Não Pagamento de Verbas Reconhecidas Administrativamente
A possibilidade de o servidor público cobrar as verbas já reconhecidas administrativamente pelo Poder Público, porém ainda não pagas. 
Publicado em 14 de Fevereiro de 2018

                                                                                                                                                  Por Francis Alan Werle

Durante sua vida funcional dificilmente um servidor não se depara com a seguinte situação: determinado direito com repercussão pecuniária é objeto de discussão administrativa e/ou judicial e, finalmente, o órgão ao qual está ligado adota um posicionamento que implica a necessidade de pagamento de valores atrasados.

 

Os casos mais comuns tratam de gratificações; abonos; adicionais; vantagens pecuniárias; licenças; contagens especiais e outros direitos que resultem em atrasados a serem pagos ao servidor beneficiado pela decisão. 

 

Ocorre que ditos valores, apesar de reconhecidos, por vezes não são saldados de pronto e geram uma expectativa de pagamento sem prazo para cumprimento, uma obrigação sem data certa para ser adimplida, cuja desculpa mais comum para a mora é a suposta ausência de dotação orçamentária.

 

Concretiza-se, então, agora em sede de direito público, o dito popular “devo, não nego, pago quando puder”!

 

Mas se administrativamente em geral melhor sorte não assiste aos servidores que ficam sujeitos à boa vontade do órgão, em âmbito judicial a situação é diferente.

 

A mora faz nascer para o servidor o direito de bater às portas do Judiciário, forte no que dispõe o art. 5º, inciso XXXV, da CF - a lei não excluirá da apreciação do Poder Judiciário lesão ou ameaça a direito - para requerer que lhe seja pago o que é reconhecidamente devido. E o interesse de agir, uma das condições da ação, está presente pela simples existência do atraso injustificado que de per si macula o princípio da duração razoável do processo.

 

Aliás, dada sua importância, a duração razoável do processo virou preceito constitucional dentro do capítulo das garantias fundamentais a partir da Emenda Constitucional 45/2004 (art. 5º, inciso LXXVIII) e foi reforçado pelo art. 4º do Novo Códex Instrumental.

 

Configurado o atraso injustificado, proposta a ação pugnando o pagamento, o que se tem observado é que os Tribunais agasalham com grande segurança a tese de que não se pode condicionar a satisfação do crédito, cuja exigibilidade foi reconhecida, à disponibilidade orçamentária, indefinidamente, sob pena de violação à efetividade do próprio direito reconhecido (TRF4 - AC 5002845-73.2017.4.04.7113/RS).

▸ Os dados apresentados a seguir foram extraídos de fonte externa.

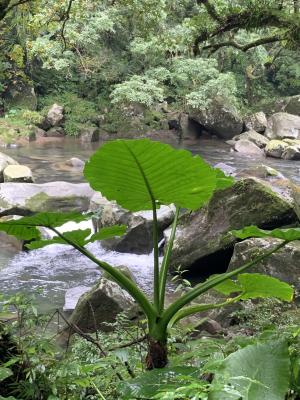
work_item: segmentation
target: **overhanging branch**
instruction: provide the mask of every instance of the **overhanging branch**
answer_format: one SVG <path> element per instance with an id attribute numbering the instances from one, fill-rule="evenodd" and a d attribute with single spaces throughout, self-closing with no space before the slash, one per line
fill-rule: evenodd
<path id="1" fill-rule="evenodd" d="M 240 44 L 236 42 L 235 40 L 228 40 L 220 43 L 214 43 L 214 44 L 208 44 L 204 47 L 202 47 L 202 50 L 211 50 L 211 53 L 214 53 L 215 51 L 219 50 L 222 47 L 234 47 L 238 50 L 241 50 L 243 52 L 246 52 L 250 49 L 253 49 L 254 47 L 258 47 L 264 44 L 269 44 L 269 43 L 276 43 L 280 42 L 281 40 L 284 39 L 284 36 L 281 35 L 273 35 L 273 36 L 267 36 L 258 40 L 254 40 L 253 42 L 247 43 L 247 44 Z"/>

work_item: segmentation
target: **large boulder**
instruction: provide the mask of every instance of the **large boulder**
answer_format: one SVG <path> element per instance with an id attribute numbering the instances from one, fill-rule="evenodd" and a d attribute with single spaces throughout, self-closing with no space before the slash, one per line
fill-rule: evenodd
<path id="1" fill-rule="evenodd" d="M 152 251 L 152 211 L 129 212 L 119 207 L 115 202 L 108 201 L 99 193 L 93 196 L 90 210 L 98 214 L 97 217 L 94 217 L 96 230 L 112 225 L 127 226 L 124 236 L 101 242 L 107 249 L 135 254 L 145 254 Z M 174 211 L 172 206 L 162 206 L 158 209 L 157 219 L 160 238 L 163 237 L 163 231 L 172 223 Z"/>
<path id="2" fill-rule="evenodd" d="M 60 126 L 64 120 L 64 108 L 58 104 L 53 104 L 47 114 L 47 121 L 51 126 Z"/>
<path id="3" fill-rule="evenodd" d="M 280 243 L 273 238 L 251 238 L 237 243 L 228 271 L 233 271 Z M 291 242 L 246 272 L 271 275 L 300 288 L 300 241 Z"/>
<path id="4" fill-rule="evenodd" d="M 264 152 L 255 143 L 247 139 L 238 140 L 234 145 L 234 150 L 238 153 L 245 154 L 248 156 L 262 157 Z"/>
<path id="5" fill-rule="evenodd" d="M 112 327 L 107 324 L 115 322 L 122 312 L 126 312 L 129 318 L 137 316 L 137 306 L 132 297 L 117 283 L 101 278 L 79 298 L 69 323 L 83 332 L 111 331 Z"/>
<path id="6" fill-rule="evenodd" d="M 262 111 L 249 115 L 245 119 L 245 127 L 249 131 L 254 130 L 256 132 L 263 133 L 267 128 L 267 124 L 268 121 L 266 114 Z"/>
<path id="7" fill-rule="evenodd" d="M 94 191 L 87 183 L 1 183 L 0 214 L 87 211 Z"/>
<path id="8" fill-rule="evenodd" d="M 3 171 L 9 165 L 18 165 L 18 162 L 4 153 L 0 153 L 0 183 L 4 181 Z"/>
<path id="9" fill-rule="evenodd" d="M 300 139 L 300 117 L 283 112 L 272 115 L 265 135 L 269 139 Z"/>
<path id="10" fill-rule="evenodd" d="M 235 140 L 248 140 L 248 141 L 254 143 L 256 146 L 260 147 L 261 149 L 266 147 L 266 145 L 269 143 L 268 138 L 266 138 L 265 136 L 261 135 L 260 133 L 254 131 L 254 130 L 243 132 L 240 135 L 236 136 L 234 139 Z"/>
<path id="11" fill-rule="evenodd" d="M 229 234 L 232 229 L 248 225 L 274 228 L 296 220 L 293 203 L 254 178 L 241 179 L 232 187 L 215 192 L 201 210 L 181 218 L 171 265 L 181 265 L 183 269 L 197 267 L 201 260 L 214 254 L 219 254 L 214 262 L 222 264 L 225 256 L 230 256 L 222 252 L 235 243 Z M 168 240 L 170 229 L 165 236 Z M 214 272 L 214 265 L 209 265 Z"/>
<path id="12" fill-rule="evenodd" d="M 243 131 L 243 120 L 237 109 L 221 99 L 215 99 L 205 110 L 191 110 L 190 118 L 225 140 L 232 139 Z"/>
<path id="13" fill-rule="evenodd" d="M 3 171 L 4 182 L 33 182 L 31 169 L 26 165 L 8 165 Z"/>
<path id="14" fill-rule="evenodd" d="M 284 160 L 300 160 L 300 146 L 289 146 L 282 154 Z"/>
<path id="15" fill-rule="evenodd" d="M 265 147 L 265 153 L 268 157 L 281 158 L 289 144 L 283 140 L 270 140 Z"/>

A questão da disponibilidade orçamentária é óbice desarrazoado, não é justificativa plausível à postergação indefinida da solução (pagamento) e facilmente ultrapassado pelo Judiciário à medida que o Estado paga as condenações por meio de precatório, donde não se pode dizer que a quitação judicial deixará de observar a ordem constitucional de pagamento, inclusive neste tocante.   

 

É importante notar que a prescrição para cobrar estará suspensa enquanto o processo administrativo estiver em curso, entretanto, a partir do reconhecimento efetivo (entenda-se por decisão do processo administrativo), a prescrição quinquenal (regra aplicável à Administração) volta a correr, na forma do art. 4º do Decreto 20.910/1932.

 

Outra tese sedimentada judicialmente é a de que se a Administração reconhece determinado direito, ainda que fora do prazo quinquenal, tal ato representa verdadeira renúncia tácita à prescrição, permitindo a cobrança judicial mesmo de valores anteriores aos últimos cinco anos.

 

Finalmente, e até mesmo por uma questão lógica, cumpre lembrar que os valores reconhecidos administrativamente hão de ser corrigidos para evitar o enriquecimento ilícito da Administração, que não pode se beneficiar com a mora, para recompor a perda do poder de compra do servidor e em função de que, em sua grande maioria, dizem respeito a verbas de caráter alimentar.

 

Em resumo, os tópicos trabalhados são os pontos nodais da questão e aos servidores prejudicados pela mora resta buscar o Judiciário para que se dê efetividade ao direito vergastado pela inércia da Administração.